Bayesian Inference: An application to Kinect data

by Javier Rico Reche (jvirico@gmail.com)

Index

Introduction

During this work we perform the classification of sequences of body positions of skeletal body movements recorded from a kinect device.

First we train two Bayesian models, Naïve Bayes and Linear Gaussian Model, the later considering dependencies between the positions of different parts of the skeleton.

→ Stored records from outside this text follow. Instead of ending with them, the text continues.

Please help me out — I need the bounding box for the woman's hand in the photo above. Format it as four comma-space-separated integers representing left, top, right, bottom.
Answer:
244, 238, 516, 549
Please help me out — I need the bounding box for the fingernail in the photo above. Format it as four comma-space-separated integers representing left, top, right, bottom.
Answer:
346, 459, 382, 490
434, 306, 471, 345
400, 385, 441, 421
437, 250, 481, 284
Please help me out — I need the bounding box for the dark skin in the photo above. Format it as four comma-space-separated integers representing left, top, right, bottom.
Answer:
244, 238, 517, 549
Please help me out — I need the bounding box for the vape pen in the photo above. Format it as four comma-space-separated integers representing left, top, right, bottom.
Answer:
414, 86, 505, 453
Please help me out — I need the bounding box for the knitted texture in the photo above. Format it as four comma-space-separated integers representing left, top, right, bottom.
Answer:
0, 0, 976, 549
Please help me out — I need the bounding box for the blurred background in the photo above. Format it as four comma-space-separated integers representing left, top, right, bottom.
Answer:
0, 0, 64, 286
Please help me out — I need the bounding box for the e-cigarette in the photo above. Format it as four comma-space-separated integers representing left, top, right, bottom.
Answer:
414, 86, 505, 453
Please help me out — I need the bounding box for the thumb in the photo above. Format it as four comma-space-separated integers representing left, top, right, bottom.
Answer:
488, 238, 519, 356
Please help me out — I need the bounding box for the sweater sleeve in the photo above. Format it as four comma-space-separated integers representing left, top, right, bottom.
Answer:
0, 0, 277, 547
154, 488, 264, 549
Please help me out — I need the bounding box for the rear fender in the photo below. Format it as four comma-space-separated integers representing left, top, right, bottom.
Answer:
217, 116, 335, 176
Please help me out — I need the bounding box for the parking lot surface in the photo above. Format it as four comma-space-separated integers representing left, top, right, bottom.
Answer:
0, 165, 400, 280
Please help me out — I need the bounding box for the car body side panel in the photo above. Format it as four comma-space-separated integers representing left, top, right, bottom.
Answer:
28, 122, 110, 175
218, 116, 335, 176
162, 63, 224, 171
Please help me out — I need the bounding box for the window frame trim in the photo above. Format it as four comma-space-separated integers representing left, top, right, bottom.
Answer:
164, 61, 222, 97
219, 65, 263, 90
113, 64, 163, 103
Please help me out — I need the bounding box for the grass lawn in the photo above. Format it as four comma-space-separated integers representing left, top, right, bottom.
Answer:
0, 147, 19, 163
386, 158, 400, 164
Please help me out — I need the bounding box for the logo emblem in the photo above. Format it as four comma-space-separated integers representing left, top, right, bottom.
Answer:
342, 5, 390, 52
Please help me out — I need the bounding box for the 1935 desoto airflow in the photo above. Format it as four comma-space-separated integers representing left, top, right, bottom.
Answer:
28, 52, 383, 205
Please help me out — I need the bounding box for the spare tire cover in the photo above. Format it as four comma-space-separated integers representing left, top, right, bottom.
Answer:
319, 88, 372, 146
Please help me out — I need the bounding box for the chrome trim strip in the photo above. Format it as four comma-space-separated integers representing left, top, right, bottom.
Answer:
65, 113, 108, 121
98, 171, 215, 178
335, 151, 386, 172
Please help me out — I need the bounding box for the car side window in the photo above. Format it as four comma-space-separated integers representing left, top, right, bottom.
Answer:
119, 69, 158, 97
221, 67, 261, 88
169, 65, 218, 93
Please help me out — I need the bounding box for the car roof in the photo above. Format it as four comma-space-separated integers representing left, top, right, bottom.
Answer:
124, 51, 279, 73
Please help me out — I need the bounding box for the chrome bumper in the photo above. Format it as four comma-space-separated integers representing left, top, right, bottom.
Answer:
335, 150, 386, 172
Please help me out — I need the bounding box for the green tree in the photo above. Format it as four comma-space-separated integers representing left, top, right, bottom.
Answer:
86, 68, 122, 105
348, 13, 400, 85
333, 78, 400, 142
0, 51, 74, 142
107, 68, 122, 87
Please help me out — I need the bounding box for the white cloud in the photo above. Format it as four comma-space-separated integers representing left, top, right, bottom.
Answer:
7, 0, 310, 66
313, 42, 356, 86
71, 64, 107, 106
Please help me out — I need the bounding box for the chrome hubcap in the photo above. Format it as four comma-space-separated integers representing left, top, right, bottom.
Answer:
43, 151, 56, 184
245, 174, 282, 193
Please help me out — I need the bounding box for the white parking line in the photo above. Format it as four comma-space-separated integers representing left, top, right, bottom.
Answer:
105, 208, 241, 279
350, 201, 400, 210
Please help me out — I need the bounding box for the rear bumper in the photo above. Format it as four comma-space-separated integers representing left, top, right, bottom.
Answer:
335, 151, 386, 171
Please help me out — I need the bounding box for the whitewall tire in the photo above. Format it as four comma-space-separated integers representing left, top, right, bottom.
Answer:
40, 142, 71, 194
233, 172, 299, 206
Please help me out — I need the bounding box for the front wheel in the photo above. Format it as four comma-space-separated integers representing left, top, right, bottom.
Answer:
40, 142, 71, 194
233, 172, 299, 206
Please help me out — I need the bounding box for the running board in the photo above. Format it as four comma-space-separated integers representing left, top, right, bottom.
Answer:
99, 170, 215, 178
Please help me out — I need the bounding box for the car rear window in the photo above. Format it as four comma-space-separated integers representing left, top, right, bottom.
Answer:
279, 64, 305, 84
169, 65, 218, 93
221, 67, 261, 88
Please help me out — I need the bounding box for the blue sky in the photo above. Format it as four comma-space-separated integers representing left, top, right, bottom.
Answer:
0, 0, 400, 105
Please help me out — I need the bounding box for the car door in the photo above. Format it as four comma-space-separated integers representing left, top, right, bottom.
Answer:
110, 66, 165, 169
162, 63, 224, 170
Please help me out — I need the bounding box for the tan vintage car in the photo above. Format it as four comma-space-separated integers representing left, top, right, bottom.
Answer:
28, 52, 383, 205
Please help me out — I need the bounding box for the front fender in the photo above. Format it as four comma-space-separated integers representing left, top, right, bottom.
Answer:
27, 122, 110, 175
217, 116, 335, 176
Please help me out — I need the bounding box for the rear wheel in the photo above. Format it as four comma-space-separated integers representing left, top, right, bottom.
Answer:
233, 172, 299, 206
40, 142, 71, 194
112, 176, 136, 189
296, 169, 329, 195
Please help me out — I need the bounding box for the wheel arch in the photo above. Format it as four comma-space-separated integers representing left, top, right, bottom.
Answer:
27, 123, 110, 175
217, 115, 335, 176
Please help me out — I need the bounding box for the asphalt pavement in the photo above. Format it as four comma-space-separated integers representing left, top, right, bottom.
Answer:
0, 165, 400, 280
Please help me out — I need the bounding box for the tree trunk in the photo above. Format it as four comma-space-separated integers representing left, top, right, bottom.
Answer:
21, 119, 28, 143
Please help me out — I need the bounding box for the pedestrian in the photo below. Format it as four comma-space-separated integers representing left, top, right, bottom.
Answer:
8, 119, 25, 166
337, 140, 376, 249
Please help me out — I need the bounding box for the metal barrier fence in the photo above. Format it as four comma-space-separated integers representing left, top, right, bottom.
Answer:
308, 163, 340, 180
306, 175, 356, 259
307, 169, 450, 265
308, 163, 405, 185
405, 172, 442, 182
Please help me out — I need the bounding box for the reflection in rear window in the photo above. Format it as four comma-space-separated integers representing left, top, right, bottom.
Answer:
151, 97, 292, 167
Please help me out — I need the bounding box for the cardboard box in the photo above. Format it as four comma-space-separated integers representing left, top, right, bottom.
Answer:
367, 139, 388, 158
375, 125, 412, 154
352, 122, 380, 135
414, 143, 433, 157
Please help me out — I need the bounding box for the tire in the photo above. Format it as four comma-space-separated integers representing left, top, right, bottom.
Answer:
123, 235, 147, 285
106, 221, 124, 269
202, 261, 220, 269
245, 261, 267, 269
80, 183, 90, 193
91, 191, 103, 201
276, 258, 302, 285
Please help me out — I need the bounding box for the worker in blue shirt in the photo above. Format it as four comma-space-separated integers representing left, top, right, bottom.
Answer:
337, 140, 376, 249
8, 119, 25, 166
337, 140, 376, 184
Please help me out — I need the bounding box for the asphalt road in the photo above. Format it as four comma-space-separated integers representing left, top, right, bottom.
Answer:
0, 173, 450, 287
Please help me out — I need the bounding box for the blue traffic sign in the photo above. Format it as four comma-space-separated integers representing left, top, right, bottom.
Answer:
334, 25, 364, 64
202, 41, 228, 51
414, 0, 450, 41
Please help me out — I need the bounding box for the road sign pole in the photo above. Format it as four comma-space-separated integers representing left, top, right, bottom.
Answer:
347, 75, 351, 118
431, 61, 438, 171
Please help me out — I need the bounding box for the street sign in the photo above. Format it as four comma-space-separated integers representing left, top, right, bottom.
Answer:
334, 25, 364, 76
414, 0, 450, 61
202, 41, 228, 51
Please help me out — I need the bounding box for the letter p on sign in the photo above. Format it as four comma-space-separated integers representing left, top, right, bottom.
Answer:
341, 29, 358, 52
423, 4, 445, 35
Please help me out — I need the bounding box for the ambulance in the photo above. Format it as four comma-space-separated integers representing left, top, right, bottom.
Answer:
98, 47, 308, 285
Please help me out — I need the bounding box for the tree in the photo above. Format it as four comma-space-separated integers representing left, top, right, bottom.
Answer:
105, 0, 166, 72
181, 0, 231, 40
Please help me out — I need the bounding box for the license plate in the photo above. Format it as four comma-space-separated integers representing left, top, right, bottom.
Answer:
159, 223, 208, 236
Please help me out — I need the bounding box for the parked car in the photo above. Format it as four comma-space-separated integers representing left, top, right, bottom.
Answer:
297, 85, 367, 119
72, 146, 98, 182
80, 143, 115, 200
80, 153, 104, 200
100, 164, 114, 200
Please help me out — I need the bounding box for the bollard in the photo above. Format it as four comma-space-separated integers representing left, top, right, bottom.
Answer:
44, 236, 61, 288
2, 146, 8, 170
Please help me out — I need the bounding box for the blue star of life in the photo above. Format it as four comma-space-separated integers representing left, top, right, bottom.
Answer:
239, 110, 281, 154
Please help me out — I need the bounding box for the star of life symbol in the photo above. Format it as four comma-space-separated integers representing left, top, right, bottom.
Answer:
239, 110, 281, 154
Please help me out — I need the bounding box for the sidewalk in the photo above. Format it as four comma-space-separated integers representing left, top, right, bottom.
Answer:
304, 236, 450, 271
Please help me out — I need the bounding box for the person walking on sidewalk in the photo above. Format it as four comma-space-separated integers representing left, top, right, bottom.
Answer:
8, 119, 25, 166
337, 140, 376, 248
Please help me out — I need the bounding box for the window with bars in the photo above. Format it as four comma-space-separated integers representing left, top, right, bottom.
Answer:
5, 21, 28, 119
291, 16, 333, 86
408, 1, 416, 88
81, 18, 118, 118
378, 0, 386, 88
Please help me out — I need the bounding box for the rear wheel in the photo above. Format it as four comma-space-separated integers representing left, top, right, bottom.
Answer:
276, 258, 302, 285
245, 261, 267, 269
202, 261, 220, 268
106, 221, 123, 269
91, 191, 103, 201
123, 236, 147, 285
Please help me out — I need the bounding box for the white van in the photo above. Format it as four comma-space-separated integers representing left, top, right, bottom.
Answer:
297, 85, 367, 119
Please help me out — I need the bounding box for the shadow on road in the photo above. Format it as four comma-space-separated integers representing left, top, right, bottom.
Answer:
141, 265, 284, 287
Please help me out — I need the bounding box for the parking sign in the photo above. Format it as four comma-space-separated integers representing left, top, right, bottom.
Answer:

Second, we classify a set of new instances using both methods, and finally we evaluate the results giving an Accuracy estimate using Stratified K-Fold Cross-Validation.

Data

We use a fraction of the Kinect Gesture Dataset from Microsoft Research Cambridge, that consists of sequences of human movements, represented as body-part locations, and the associated gesture to be recognized by a system. Although the original dataset contains more than 6h of recordings of 30 people, our subset has 2045 instances of body positions for 4 classes, 'arms lifted', 'right arm extended to one side', 'crouched' and 'right arm extended to the front'.

The data is provided in a .mat Matlab file and loaded in python using scipy.io.loadmat function.

It is organized in three data structures:

data: a matrix (20x3x2045) with information of joints and their corresponding 3D coordinates of 2045 instances.
labels: a vector (2045x1) with the class label for each instance.
individuals: a vector (2045x1) with the identification of each individual.

Model Object

The parameters are stored in an object of class model as the one below.

class model:
    def __init__(self, G=None):
        self.connectivity = G
        self.class_priors = []
        self.jointparts   = []

# Auxiliary classes to store
# informatin of parameters depending
# on the type of model used.
class NBJoint:
    def __init__(self):
        self.means  = []
        self.sigmas = []
        
class LGMJoint:
    def __init__(slf):
        slf.HC_means  = []
        slf.HC_sigmas = []
        slf.betas     = []
        slf.sigmas    = []

Models

Naïve Bayes

We assume strong independence between the features of the system, and each of the 60 independent variables (20 joints x 3 coordinates), all continuous measurements, are modeled using Gaussian distributions.

def fit_gaussian(X):

    mean = np.mean(X)
    sigma = np.std(X)
    
    return (mean, sigma)

To calculate the parameters (mean and variance) of a set of observations we use the function fit_gaussian.